In this blog, let’s look into evaluating source systems, storage systems, ingestion phase, batch vs stream ingestion & transformation
Data Engineering Lifecycle: Factors to consider during data engineering lifecycle
The data engineering lifecycle consists of stages that transform raw data into a valuable end result that analysts, data scientists, ML engineers, and others may consume.
We divide the data engineering lifecycle into five stages:
- Data generation
- Storage
- Ingestion
- Transformation
- Serving
There are few key things we need to consider during each stage.
Considerations
Evaluating source systems: Data Generation
- What are the data source’s essential characteristics? Is it an application or a swarm of Internet of Things devices etc. ?
- How is data persisted in the source system? Data is either persistent throughout time or it is temporary and rapidly erased.
- What is the rate of data generation? How many events per second? How many megabytes per hour?
- What level of consistency can data engineers expect from the output data? How frequently do data inconsistencies arise when you perform data-quality tests on the output data, nulls where they aren’t anticipated, bad formatting, and so on?
- How frequently do errors occur?
- Will there be duplication in the data?
- Will certain data values arrive late, perhaps much later than other messages generated concurrently?
- What is the schema of the data that was ingested? Will data engineers have to connect data from multiple tables or perhaps other systems to gain a complete picture of the data?
- How is it dealt with and communicated to downstream stakeholders when the schema changes (for example, the addition of a new column)?
- How often should data be retrieved from the source system?

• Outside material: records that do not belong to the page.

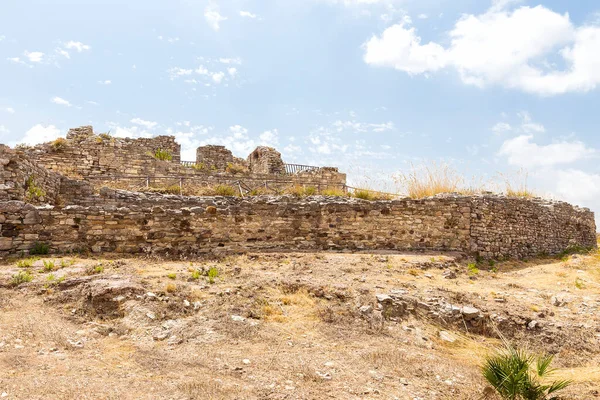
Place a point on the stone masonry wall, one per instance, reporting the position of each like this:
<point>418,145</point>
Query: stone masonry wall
<point>125,222</point>
<point>102,159</point>
<point>214,157</point>
<point>85,154</point>
<point>521,228</point>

- Is data delivered as periodic snapshots or update events from change data capture (CDC) for stateful systems (e.g., a database tracking customer account information)?

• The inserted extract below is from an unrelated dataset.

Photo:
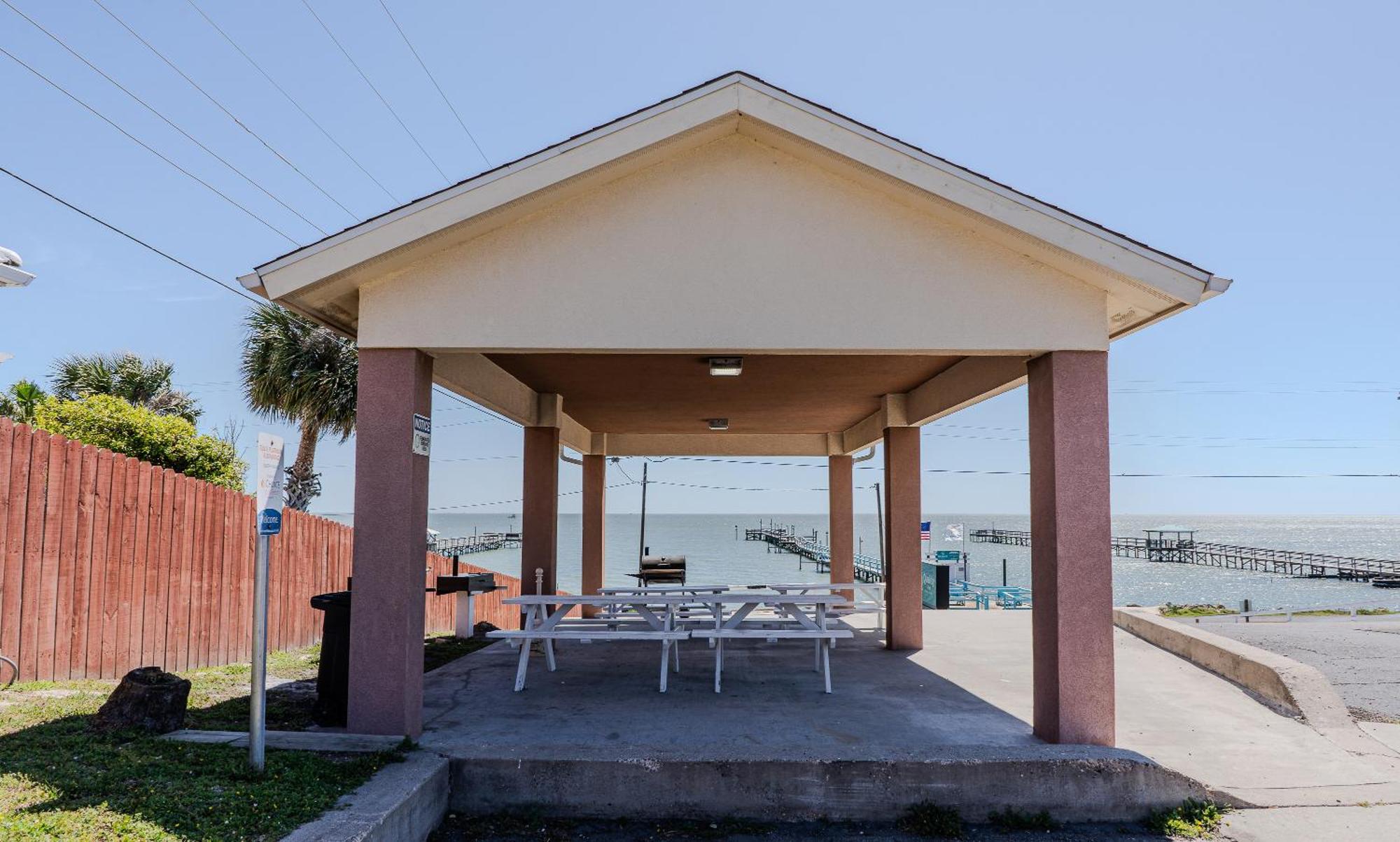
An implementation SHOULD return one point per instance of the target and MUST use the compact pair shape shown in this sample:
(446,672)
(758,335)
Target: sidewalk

- What is the logic behind the modifications, and how are they tracked in the source database?
- Will reading from a data source have an effect on its performance?

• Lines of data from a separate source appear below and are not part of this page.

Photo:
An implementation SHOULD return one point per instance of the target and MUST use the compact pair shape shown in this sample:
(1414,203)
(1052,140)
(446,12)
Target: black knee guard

- Is there any upstream data dependency on the source system?
- What qualities do these upstream systems have?
- Are there any data-quality checks in place to detect late or missing data?
Evaluating storage systems
When selecting a storage system for a data warehouse, data lakehouse, database, or object storage, here are a few key engineering questions to consider:
- Is this storage solution compatible with the write and read speeds required by the architecture?
- Is storage going to become a bottleneck for downstream processes?
- Do you fully understand how this storage technology operates?
- Are you making the best use of your storage system or committing unnatural acts?
- In an object storage system, for example, are you using a high rate of random access updates? This is an antipattern with a severe performance overhead.
- Can this storage system withstand expected future growth?
- Consider all capacity restrictions on the storage system, including total available storage, read operation rate, write volume, and so on. Will downstream users and processes be able to retrieve data within the service-level agreement (SLA) timeframe?
- Are you capturing schema evolution, data flows, data lineage, and so on?
- Metadata has a tremendous impact on data utility. Metadata is an investment in the future, significantly improving discoverability and institutional knowledge to expedite future initiatives and architectural changes. Is this purely a storage solution (object storage) or does it support advanced query patterns (cloud data warehouse)? Is the storage system schema independent (object storage)?
- A cloud data warehouse with an enforced schema?
- For data governance, how are you tracking master data, golden records data quality, and data lineage?
- How do you manage data sovereignty and regulatory compliance?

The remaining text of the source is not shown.